The obvious backstory here is the rise in mobile devices not only to access the Internet, but in many cases the first point of access – while we’re out and about.

So, from April, Google will be ranking websites which are mobile-friendly higher on searches from mobile devices.

Whether Google should be taking this approach is a moot point. I’ve always felt that one of Google’s strengths was that it would rank popular or important websites highly, even if the design was poor and HTML coding terrible. After all, search is about content.

The shift here will be seismic, make no mistake. A great deal of websites just aren’t mobile-friendly – and it’s not always the developer’s ‘fault’. Smartphones have been with us for a good while, but it was only really with the iPhone that the mobile Internet began to really take shape. Steve Jobs championed HTML5 and rubbished Flash. Quite rightly.

But, the rub here is that at that point (2007) HTML5 really wasn’t ready for prime time. Far from being an approved standard, most desktop browsers didn’t support many of its features. (In fact, it was only complete in October 2014 – although most website developers had already adopted it by then.) Migration was, initially, slow. Well, companies do want their websites to run on as many browsers as possible – that’s not unreasonable.

So, plenty of websites designed even 3 to 4 years ago may not perform that well on mobiles. This is especially true of smaller businesses, whose websites are created on a budget and there’s little need for change. Which is a real shame, because when I’m searching for a local greengrocer, that’s the very type of website which is most likely to be downranked.
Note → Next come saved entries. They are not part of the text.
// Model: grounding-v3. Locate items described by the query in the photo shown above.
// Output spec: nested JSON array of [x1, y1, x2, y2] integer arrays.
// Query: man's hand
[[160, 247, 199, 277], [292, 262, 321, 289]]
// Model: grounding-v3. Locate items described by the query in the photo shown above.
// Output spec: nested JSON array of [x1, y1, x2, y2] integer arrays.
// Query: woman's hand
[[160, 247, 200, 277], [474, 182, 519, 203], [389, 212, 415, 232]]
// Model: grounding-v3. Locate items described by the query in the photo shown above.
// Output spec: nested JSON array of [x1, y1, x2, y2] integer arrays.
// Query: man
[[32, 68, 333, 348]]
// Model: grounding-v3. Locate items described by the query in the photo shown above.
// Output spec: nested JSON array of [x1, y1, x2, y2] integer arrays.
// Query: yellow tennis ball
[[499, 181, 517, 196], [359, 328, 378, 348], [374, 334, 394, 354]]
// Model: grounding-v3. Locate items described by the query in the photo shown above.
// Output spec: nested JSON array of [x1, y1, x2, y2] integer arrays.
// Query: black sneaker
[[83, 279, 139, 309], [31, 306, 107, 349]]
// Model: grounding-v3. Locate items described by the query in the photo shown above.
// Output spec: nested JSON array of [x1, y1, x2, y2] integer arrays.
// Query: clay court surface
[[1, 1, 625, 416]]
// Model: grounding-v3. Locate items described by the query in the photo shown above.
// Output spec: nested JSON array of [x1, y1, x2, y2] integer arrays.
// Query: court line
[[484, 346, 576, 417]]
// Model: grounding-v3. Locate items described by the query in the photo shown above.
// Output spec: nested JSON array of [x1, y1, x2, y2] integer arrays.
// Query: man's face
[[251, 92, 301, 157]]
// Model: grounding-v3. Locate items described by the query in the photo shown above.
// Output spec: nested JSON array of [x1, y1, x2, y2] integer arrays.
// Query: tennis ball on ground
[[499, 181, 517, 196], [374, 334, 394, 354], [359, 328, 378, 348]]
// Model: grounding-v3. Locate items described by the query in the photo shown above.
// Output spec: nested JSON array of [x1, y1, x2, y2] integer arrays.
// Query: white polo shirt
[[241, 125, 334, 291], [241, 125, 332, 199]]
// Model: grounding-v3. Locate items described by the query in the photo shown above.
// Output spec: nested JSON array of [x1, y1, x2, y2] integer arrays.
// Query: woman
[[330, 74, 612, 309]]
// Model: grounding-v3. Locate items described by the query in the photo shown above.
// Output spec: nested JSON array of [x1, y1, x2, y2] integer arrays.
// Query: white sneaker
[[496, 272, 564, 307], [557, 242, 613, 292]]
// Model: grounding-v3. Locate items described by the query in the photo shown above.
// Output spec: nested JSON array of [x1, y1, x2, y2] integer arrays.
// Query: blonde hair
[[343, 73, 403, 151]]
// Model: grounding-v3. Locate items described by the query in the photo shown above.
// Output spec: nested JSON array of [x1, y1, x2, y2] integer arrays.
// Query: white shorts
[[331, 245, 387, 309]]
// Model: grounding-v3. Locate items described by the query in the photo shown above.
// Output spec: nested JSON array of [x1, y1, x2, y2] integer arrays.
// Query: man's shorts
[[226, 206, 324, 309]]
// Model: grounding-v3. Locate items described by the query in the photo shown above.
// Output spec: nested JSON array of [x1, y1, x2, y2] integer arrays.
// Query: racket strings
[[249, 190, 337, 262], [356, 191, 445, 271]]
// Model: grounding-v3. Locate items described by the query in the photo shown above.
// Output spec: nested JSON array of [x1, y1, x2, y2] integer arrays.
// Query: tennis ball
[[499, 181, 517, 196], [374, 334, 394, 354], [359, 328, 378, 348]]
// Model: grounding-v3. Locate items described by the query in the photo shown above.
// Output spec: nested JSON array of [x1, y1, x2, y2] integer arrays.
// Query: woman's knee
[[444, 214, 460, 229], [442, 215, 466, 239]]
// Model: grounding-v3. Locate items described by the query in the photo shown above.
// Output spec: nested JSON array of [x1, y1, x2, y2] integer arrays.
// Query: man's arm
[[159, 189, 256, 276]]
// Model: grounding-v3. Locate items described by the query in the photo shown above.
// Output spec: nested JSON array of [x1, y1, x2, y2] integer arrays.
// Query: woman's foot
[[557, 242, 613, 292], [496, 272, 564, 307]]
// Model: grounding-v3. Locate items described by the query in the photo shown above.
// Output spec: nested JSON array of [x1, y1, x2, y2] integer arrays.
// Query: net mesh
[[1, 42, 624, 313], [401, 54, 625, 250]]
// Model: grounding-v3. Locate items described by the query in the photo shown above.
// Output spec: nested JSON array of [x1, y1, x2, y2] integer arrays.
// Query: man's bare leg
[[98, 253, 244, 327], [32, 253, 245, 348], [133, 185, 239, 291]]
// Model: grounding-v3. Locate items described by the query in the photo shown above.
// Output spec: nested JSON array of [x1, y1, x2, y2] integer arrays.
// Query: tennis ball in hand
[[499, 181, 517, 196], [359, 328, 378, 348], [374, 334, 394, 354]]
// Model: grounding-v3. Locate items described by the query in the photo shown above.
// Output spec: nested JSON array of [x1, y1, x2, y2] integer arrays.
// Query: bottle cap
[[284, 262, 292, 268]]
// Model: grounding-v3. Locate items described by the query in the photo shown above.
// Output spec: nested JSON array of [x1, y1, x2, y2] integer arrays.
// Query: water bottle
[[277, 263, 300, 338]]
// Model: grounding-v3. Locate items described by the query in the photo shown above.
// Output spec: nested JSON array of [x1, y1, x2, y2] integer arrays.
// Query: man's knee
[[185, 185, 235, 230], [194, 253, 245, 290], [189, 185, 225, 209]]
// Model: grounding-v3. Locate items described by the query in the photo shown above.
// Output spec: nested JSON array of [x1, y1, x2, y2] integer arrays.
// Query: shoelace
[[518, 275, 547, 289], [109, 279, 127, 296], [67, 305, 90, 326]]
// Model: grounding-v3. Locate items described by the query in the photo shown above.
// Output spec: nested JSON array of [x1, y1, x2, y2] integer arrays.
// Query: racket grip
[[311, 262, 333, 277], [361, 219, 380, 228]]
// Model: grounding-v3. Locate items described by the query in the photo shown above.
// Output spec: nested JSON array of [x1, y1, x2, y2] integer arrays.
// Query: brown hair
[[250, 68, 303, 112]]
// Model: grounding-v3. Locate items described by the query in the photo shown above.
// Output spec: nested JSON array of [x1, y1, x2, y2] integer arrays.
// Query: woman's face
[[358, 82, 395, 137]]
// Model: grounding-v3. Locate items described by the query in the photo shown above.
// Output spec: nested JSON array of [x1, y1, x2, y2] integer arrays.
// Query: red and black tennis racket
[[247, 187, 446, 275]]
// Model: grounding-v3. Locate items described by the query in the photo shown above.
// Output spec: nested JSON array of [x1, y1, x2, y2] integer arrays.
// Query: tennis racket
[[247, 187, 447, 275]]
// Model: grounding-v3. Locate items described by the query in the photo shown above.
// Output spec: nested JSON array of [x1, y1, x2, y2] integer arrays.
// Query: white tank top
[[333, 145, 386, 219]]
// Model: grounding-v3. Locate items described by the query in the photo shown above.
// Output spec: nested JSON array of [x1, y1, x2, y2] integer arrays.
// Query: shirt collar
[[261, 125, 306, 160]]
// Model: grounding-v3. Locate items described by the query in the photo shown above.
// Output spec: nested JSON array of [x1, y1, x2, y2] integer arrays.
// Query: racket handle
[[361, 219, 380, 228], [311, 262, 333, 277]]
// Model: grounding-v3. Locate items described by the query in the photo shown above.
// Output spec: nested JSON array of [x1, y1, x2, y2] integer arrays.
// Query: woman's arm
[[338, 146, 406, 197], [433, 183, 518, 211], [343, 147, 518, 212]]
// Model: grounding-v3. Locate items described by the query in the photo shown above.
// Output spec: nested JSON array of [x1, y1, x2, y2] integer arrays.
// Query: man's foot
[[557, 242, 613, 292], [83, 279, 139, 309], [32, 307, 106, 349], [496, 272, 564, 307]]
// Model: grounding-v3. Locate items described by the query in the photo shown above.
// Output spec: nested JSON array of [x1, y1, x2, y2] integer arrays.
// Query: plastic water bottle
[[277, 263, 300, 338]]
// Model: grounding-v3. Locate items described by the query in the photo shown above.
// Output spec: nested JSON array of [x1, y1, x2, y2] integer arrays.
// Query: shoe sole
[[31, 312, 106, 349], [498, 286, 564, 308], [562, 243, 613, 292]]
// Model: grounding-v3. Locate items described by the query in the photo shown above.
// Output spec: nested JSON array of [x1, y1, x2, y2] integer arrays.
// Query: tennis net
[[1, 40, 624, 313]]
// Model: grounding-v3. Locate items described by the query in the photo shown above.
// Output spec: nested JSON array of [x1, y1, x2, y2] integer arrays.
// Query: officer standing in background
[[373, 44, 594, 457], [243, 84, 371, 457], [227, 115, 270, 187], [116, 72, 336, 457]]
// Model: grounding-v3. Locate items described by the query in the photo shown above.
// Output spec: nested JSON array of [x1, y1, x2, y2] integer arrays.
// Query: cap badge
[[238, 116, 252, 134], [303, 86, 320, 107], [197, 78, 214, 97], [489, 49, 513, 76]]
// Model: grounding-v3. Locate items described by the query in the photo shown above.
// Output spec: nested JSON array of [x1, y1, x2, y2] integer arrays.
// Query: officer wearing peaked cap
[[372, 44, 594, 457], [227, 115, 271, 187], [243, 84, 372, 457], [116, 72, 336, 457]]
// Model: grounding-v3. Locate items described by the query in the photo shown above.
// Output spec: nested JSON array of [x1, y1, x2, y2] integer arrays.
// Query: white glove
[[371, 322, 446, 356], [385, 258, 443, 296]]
As I said, whether Google should rank according to the coding technology and practices used, rather than the content, is a moot point. It’s a tough call, but (as with Steve Jobs and HTML5/Flash) sometimes these tough calls are needed to create a meaningful shift. For sure, people will find the experience of searching on mobiles less frustrating – their top search results are far more likely to be mobile-friendly, so that’s less pinching, zooming and swiping while you’re on the hoof.

The reality that website owners have to deal with is simple. Websites are no longer accessed from just desktop computers and laptops. The first port of call to find a website is often a phone – and there’s no reason to assume that this won’t carry on increasing.

Google wants to do what it’s always done: present relevant results. In this case, Google’s decided that for mobile users, the website should be fit for purpose. So, those who want to retain their search engine rankings (and traffic) need to take this very seriously indeed. The change is global and affects all languages.

Although Google has been clear to say that the changes only affect mobile searches, I’d put money on the changes bleeding into desktop search results over time – or them becoming one and the same thing.

Equality has always been at the heart of the Web and I can’t say that I don’t feel uncomfortable that this change will squeeze out quite a number of small businesses – but ultimately, those websites were coded for a world which is ceasing to exist. And Google is pushing for the next one.